Business and technology publication The Logic reported that the Financial Transactions and Reports Analysis Centre of Canada’s portal, which is how Ontario operators submit their reports, was taken down by FINTRAC following a cyberattack in March 2024. The report notes that the portal is mainly used by small businesses; banks and most other large organizations use a secure data feed for filing reports, but iGaming Ontario (iGO) has allegedly not set up that avenue.
Hackers didn’t transfer sensitive data
Consequently, operators were left unable to report suspected money laundering or other suspected fraudulent activity, a state of play that extended for a year until iGO gave operators access again in March 2025 after FINTRAC completed an update of its tech systems and restored access.
FINTRAC stated that the attacker didn’t transfer any sensitive data, per The Logic.
iGO spokesperson Josh Elliott confirmed to the publication that the conduct-and-manage agency is building its own improved and automated system for filing such reports. Canadian Gaming Business reached out to iGO seeking more information, but has not received a response yet.
Authorized online gaming operators in Ontario must file suspicious transaction reports manually and upload them one at a time on a per-incident basis via the FINTRAC portal, although they do have the option to use their own in-house automation technology to speed up the process.
iGO has submitted 80K reports to FINTRAC
Some 49 licensed commercial operators are active in the Ontario market as of May 5 and the largest of them file thousands of reports every year. Elliott said that iGO has submitted more than 80,000 reports to FINTRAC on behalf of operators since April 2022, and the agency and its contracted operator partners are working on clearing the backlog that remains.
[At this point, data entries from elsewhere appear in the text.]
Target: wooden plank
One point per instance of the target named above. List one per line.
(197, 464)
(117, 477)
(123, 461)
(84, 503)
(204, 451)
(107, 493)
Ontario’s 49 operators, who run a combined 84 online gambling platforms, collectively handled almost $83 billion in player activity in the 2024-25 fiscal year alone. That year ran from April 1, 2024, to March 31, 2025; for almost the entirety of that period, they could not file suspicious activity reports via FINTRAC.
Canadian Gaming Association President and CEO Paul Burns told The Logic that the FINTRAC downtime has “been awful for everybody.”
Observers suggest Canadian gambling has a fraud problem
The CGA has made anti-money laundering a core issue of its advocacy. It noted in its 2024 Advocacy Policies that one of its goals for last year was to “actively participate” in the parliamentary review of the Proceeds of Crime (Money Laundering) and Terrorist Financing Act (PCMLTF Act) to ensure Canada’s AML laws and regulations can keep up with the evolution of online gambling.
Last October, a report from TransUnion Canada found that online gambling is the most susceptible sector in the country when it comes to digital fraud attempts, and the rate of instances within Canadian-specific gambling soared 79.3% year-over-year.
TransUnion Canada Head of Identity Management and Fraud Solutions Patrick Boudreau urged businesses including gambling operators to make technology such as identity verification, IP intelligence, device reputation and synthetic identity detection “critical components” of their fraud prevention programs.
In January of this year, FINTRAC publicly warned that known fentanyl traffickers were believed to be using online gambling platforms to launder money from dealing and production, disguising the deposits and withdrawals as wagering winnings.
Under its “general money laundering indicators,” FINTRAC notes that a client making high-volume or frequent purchases from a personal account to online gambling platforms and subsequently receiving funds into the same account from payment processors associated with online gambling platforms is “an unusual pattern” that warrants close attention.